When a teen is involved in an accident or traffic stop, a few common causes are often to blame, said Ohio State Highway Patrol information officer Brice Nihiser.

Nihiser’s advice to new drivers to help them stay safe was simple:

“Before you even start the car, fasten your seatbelt, put that phone somewhere where you won’t be distracted by it,” Nihiser said. “If you have a passenger, let them control the music so you as the driver can concentrate on driving.”

McCroskey said a lot of continuing driver education starts at home.

“You want parents to really instill the importance of safe driving, paying attention to driving, watching your speed, wearing your seatbelt and the basic safety points of driving,” he said. he declares. “A lot of that comes from home, as well as school and outside influences.”

Brown said AAA encourages parents to talk with their teenage drivers, not just about 100 Days of Summer, but all year round, about distracted driving, friends in the car, speed limits and driving after dark.

“About 90% of all crashes are driver error. This is certainly true for new teenage drivers, as they are still getting used to driving,” he said.
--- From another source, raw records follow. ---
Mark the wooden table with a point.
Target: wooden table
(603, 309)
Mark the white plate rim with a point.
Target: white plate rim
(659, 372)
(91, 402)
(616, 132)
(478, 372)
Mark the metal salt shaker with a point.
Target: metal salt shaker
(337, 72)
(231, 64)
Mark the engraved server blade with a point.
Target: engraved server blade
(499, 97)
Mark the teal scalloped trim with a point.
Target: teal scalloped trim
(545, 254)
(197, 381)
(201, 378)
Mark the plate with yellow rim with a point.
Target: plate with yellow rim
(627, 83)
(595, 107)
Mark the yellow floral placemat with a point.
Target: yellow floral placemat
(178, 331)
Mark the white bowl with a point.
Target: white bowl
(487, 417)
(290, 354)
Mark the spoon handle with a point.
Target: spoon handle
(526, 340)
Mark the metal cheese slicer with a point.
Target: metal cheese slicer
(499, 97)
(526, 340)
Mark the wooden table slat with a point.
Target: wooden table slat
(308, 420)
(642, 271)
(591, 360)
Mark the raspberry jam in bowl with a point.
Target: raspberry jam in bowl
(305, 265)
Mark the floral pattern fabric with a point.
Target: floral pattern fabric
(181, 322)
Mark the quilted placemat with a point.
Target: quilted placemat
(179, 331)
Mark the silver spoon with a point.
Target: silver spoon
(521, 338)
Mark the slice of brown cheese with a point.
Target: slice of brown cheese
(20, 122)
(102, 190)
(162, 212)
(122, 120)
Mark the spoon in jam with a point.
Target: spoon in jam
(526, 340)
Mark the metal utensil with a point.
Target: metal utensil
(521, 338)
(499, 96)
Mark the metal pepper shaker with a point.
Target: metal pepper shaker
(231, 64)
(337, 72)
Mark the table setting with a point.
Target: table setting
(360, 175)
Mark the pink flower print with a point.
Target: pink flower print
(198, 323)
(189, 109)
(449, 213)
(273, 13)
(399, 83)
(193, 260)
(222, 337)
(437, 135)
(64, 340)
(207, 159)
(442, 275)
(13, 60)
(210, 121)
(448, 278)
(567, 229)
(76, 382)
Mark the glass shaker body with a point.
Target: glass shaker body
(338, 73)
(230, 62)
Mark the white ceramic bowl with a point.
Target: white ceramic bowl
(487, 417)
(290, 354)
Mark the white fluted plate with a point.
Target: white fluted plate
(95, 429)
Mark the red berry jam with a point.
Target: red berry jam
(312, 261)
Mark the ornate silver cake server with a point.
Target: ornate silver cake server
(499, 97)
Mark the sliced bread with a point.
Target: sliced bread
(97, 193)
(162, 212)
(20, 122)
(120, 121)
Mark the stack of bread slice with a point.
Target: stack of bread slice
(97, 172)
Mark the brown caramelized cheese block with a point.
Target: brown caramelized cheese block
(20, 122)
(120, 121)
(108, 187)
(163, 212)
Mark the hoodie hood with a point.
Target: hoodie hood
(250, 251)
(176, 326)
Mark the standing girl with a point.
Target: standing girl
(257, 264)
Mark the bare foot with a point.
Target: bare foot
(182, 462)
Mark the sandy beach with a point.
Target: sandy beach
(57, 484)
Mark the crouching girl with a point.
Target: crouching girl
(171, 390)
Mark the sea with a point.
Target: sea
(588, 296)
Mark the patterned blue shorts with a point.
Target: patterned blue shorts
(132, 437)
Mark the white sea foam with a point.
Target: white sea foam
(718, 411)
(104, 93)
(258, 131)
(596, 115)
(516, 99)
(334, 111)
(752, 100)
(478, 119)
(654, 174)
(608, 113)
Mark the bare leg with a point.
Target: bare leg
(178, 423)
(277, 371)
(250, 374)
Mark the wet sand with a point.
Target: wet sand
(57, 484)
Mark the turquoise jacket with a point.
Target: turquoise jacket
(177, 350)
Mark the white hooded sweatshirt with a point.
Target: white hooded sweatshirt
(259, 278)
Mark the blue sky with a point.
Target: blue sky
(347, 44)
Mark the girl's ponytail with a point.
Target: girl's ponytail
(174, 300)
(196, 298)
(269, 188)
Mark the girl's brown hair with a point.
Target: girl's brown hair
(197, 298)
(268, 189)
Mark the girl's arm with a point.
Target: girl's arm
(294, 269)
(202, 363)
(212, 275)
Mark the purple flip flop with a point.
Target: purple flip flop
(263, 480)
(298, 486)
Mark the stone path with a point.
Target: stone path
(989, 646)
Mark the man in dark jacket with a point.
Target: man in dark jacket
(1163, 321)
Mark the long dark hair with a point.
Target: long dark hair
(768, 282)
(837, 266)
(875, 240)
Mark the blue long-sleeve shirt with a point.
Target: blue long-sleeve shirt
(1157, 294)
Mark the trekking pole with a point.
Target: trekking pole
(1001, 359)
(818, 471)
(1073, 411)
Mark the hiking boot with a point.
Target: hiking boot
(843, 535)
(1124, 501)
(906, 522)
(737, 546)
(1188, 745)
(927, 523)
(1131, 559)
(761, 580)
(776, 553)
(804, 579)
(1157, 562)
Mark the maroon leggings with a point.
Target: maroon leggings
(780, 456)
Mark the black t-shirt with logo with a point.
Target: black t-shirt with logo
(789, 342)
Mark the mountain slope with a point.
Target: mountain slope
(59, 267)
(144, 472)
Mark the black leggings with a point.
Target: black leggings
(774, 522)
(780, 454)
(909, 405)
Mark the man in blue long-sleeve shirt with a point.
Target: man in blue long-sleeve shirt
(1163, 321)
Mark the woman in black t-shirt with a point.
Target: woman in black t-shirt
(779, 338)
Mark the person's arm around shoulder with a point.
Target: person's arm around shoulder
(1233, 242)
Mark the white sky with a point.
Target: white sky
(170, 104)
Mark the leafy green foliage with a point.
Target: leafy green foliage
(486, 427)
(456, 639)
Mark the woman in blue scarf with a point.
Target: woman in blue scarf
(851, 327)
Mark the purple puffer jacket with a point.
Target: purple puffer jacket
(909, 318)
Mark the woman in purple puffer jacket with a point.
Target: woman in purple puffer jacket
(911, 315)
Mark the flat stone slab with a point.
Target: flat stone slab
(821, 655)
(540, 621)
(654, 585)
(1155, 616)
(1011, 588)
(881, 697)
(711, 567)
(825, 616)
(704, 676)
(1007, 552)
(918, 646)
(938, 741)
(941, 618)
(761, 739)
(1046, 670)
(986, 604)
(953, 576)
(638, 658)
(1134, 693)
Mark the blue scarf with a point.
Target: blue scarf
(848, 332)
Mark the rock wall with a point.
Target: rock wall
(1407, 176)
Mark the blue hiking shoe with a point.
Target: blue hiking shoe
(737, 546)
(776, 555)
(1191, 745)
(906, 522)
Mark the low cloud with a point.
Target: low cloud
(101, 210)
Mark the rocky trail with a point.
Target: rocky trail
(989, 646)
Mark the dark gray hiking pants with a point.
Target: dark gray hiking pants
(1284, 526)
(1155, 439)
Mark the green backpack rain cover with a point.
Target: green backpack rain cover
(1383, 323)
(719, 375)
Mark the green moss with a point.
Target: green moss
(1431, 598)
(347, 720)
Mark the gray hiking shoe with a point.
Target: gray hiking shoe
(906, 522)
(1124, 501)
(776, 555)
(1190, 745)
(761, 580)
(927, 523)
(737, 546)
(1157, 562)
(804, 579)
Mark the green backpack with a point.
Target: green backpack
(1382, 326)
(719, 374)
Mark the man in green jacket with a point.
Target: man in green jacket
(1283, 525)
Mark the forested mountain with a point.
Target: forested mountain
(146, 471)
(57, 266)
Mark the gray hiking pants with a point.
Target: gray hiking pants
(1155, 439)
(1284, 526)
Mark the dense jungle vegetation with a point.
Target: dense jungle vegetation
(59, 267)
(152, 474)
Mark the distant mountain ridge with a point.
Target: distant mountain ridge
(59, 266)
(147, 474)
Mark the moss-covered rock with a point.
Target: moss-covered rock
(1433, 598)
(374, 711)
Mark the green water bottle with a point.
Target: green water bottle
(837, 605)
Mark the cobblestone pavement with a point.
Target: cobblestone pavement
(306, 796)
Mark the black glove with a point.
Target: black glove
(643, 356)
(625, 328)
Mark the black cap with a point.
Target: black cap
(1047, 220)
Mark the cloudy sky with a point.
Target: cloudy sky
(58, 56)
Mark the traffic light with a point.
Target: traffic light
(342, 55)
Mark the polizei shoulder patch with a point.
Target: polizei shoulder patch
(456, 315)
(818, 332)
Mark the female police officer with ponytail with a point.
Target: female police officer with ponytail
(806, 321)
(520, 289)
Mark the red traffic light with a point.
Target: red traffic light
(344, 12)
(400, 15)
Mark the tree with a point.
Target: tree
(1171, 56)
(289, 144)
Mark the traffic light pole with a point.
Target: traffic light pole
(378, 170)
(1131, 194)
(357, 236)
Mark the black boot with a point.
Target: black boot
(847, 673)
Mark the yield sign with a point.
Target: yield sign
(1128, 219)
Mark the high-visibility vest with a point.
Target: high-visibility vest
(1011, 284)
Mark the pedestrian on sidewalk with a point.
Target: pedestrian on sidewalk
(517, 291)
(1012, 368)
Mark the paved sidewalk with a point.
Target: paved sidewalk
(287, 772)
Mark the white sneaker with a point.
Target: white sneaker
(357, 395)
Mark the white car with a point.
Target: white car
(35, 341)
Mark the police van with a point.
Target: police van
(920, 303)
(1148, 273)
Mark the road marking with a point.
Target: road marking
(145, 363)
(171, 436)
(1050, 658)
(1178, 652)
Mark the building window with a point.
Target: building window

According to the Ohio State Highway Patrol, from 2017 to 2021 in Ohio there were 64,108 crashes involving distracted driving.

House Bill 283, jointly sponsored by a pair of Republicans, Rep. Cindy Abrams of Cincinnati and Brian Lampton of Beavercreek, which would make it a primary offense to possess or physically support a wireless electronic communication device with any part of his body.

“Crashes related to distracted driving continue to increase aggressively, but are vastly underreported due to the difficulty in proving that a driver is engaged in distracted driving activity,” said Abrams, a former Cincinnati policeman.


AAA Driving Safety Tips

  • To slow down – Speed ​​is the No. 1 factor in increasing road fatalities.
  • Buckle up – The rate of uncontrolled ejections and deaths of occupants has increased sharply.
  • Do not drive while impaired – Alcohol is involved in approximately 20% of all fatal accidents in summer.
  • Drive defensively – You cannot control others; you can increase the time you have to react.
  • Limit distractions – Distracted driving, probably under-reported, accounts for at least 8% of fatal accidents.
  • Watch out for pedestrians and cyclists – Pedestrian fatalities increased by 15% from 2020 to 2021.